Background: Angiogenesis is essential for development, growth and advancement of solid tumors. ETS-1 has been recognized as a candidate for tumor angiogenic transcription factor. This prompted us to study the clinical implications of ETS-1-related angiogenesis in uterine cervical cancers.
Patients and methods: Fifty patients underwent curative resection for uterine cervical cancers. The patients' prognoses were analyzed with a 24-month survival rate. In the tissue of 60 uterine cervical cancers, the levels of ets-1 mRNA, vascular endothelial growth factor (VEGF), basic fibroblast growth factor (bFGF), platelet-derived endothelial cell growth factor (PD-ECGF) and interleukin (IL)-8 were determined by competitive reverse transcription-polymerase chain reaction using recombinant RNA and enzyme immunoassay, and the localization and counts of microvessels were determined by immunohistochemistry.

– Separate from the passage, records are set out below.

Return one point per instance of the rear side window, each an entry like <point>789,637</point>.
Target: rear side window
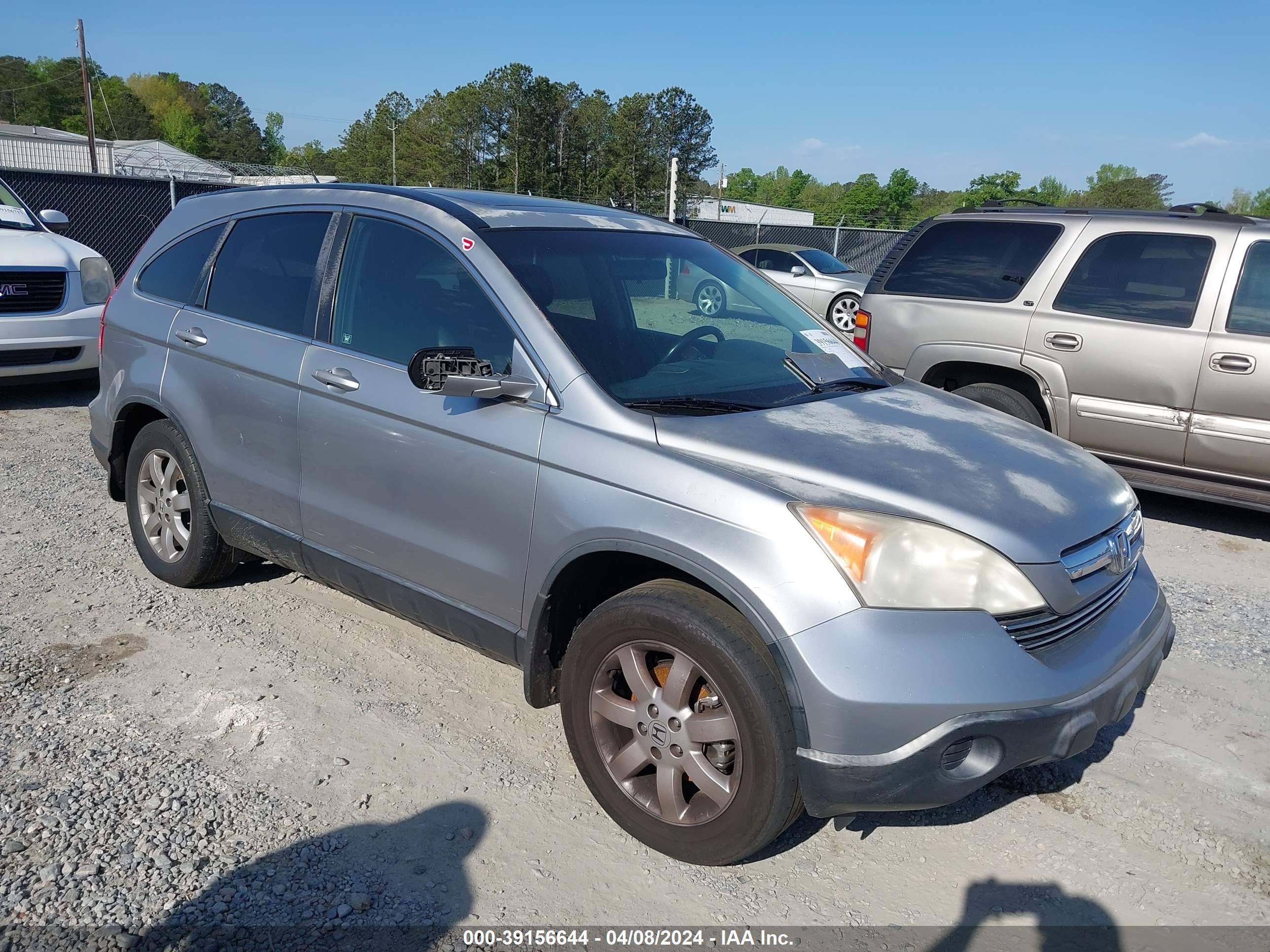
<point>1142,277</point>
<point>176,272</point>
<point>266,271</point>
<point>1250,311</point>
<point>973,261</point>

Results: There was a significant correlation between microvessel counts and ets-1 gene expression levels in uterine cervical cancers. Immunohistochemical staining revealed that the localization of ETS-1 was similar to that of vascular endothelial cells. The level of ets-1 mRNA correlated with the levels of PD-ECGF and IL-8 among angiogenic factors. Furthermore, the prognosis of the 25 patients with high ets-1 mRNA expression in uterine cervical cancers was extremely poor, while the 24-month survival rate of the other 25 patients with low ets-1 mRNA expression was 92%.
Conclusions: ETS-1 might be a prognostic indicator as an angiogenic mediator in uterine cervical cancers.